PYSPARK programming

**Must have experience in PYSPARK programming

***(2) Questions needed to be completed: Please include screenshots of the output, description of the results, and the program design coding

Don't use plagiarized sources. Get Your Custom Essay on
PYSPARK programming
Just from $13/Page
Order Essay

(1) There are fake comments created by the computers in the Amazon review system. Prof. Michael Luca from Harvard Business School argues 1 that there’s been some evidence that fake reviews are sloppier in general: ”Short, vague reviews are a pretty good marker, [along with] poor punctuation and grammar.”

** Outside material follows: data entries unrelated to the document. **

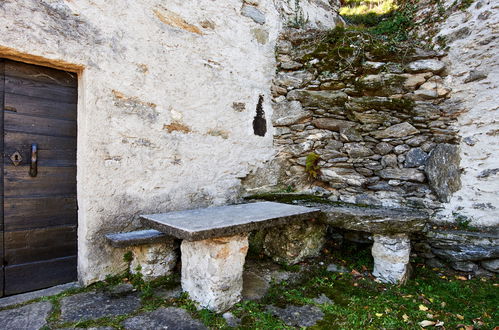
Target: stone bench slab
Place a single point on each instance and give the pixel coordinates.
(374, 220)
(200, 224)
(139, 237)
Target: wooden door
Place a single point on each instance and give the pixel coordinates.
(39, 225)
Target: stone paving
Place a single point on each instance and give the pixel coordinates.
(122, 303)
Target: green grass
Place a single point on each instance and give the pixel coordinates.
(359, 302)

Here are some examples of probably fake comments (e.g., ”GREAT”) and their corre- sponding ratings (e.g., 5 Star) in our data set:

   6^220^Five Stars^2016-01-09^false^ Quality product.^5.00
   6^221^Five Stars^2016-01-09^false^ Great quality.^5.00
   6^222^Five Stars^2015-11-25^false^ Excellent^5.00
   6^223^Five Stars^2016-01-14^false^ GREAT^5.00

It looks like that these fake reviews tend to be more common in the 5 star ratings than 1 star ratings. Let’s examine the average length (number of the words) of the comments for each rating and see if it really holds.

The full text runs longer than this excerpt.